Нет, то, что мы все заслужили значки воинской доблести (отличник армии, спортсмен и классный специалист), это большого значения не имело. Просто: 1) старший сержант Цыбульский Рома из Запорожья был одновременно тренером сборной части по самбо и зубным техником в нашей санчасти. Вроде понятно? 2) сержант Валера Евпаторийский (оказался Давидом) был поваром. Попади к нему в наряд на кухню, он такую Римскую империю в посудомойке покажет, что про тёмную вместе со светом Б-жьим забудешь, и не видать тебе до конца службы лишнего кусочка мяса; 3) Алька Питерский — штабной писарь, шифровальщик и дешифровальщик, то есть не командирским голосом, но каллиграфическим почерком в первый день службы распахнул двери штаба, где и надёжно прижился. И как его отколотить, если его даже к уборке казармы не подпускали; не приведи Господи пальчик поранит, вывихнет; 4) а я был рядовым, но в сборной части по боксу (в полутяжёлом весе) и личным водителем самого коменданта округа. Всё это мешало нашим воспитателям применить известные методы ассимиляции. Вкратце: внеочередные наряды, уборка туалетов и помещений в ночное время плюс наиболее эффективное — тёмная. То есть на спящего салабона набрасывают одеяло, вручную фиксируют кокон и колотят этот «пакет» сапогами, швабрами или кусками мыла, завёрнутыми в полотенце. Таким образом, на руках воспитателей следов нет.

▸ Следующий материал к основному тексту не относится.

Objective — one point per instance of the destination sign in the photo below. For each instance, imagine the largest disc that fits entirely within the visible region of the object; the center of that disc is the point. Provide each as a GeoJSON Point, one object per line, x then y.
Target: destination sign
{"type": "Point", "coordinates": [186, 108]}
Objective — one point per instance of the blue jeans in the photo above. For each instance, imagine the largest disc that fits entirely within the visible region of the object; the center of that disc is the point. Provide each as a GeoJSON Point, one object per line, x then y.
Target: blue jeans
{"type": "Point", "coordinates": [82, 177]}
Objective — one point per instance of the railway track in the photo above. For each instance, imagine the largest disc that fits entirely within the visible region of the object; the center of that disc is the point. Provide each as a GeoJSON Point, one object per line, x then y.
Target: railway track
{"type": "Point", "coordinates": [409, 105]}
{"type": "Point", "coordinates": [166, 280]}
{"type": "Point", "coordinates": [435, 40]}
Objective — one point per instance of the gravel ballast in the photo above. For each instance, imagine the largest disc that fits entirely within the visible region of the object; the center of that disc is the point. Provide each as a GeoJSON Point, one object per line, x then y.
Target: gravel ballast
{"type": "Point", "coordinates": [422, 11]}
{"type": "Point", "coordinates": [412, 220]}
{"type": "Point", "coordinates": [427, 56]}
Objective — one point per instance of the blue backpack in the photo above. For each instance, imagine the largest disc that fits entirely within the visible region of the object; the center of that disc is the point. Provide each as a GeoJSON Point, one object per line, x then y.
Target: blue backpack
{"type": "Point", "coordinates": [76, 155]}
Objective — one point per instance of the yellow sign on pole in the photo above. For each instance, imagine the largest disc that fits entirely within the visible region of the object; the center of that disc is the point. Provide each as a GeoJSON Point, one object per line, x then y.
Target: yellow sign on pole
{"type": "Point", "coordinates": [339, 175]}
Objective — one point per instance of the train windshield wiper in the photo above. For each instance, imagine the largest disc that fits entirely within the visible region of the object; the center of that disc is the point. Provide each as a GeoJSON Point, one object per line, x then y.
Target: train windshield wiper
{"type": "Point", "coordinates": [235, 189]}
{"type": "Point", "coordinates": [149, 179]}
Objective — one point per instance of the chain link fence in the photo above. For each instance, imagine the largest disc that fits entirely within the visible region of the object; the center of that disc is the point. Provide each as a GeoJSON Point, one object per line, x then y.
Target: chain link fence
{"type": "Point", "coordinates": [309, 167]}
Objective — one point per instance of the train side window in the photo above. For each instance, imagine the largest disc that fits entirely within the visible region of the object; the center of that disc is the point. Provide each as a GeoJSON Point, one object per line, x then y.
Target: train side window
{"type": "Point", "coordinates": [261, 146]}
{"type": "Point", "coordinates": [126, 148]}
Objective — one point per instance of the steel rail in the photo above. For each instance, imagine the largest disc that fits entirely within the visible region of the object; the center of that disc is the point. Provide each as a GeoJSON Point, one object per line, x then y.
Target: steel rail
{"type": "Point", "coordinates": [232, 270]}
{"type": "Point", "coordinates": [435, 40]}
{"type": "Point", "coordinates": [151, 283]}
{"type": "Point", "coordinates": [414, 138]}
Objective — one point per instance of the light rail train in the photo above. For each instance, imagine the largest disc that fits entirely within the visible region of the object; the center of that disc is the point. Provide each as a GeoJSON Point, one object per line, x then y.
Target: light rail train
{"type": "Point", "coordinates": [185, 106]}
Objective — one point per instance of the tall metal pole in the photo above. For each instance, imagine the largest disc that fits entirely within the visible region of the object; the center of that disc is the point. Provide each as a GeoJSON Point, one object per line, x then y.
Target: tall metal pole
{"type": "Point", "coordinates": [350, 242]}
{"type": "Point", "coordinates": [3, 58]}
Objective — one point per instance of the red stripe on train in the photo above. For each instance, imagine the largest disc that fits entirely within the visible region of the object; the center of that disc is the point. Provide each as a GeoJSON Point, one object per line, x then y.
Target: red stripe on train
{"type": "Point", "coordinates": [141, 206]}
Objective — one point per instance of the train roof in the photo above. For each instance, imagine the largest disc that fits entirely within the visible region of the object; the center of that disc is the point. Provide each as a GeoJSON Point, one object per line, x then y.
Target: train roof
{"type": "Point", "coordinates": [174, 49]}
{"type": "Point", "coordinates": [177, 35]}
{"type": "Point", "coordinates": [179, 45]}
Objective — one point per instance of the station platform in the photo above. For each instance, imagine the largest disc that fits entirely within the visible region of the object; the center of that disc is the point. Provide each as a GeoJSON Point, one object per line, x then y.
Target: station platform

Но, повторю, с нами эти эксперименты не проводили. Зато желание почесать о нас кулаки сводили к философско-религиозным спорам: как «евреи ихнего бога распяли», а потом «на крови ихних младенцев пекут свою мацу». Проще сказать, о Пасхе сами напомнили. И тогда я написал домой, чтобы прислали пакет… доказательств.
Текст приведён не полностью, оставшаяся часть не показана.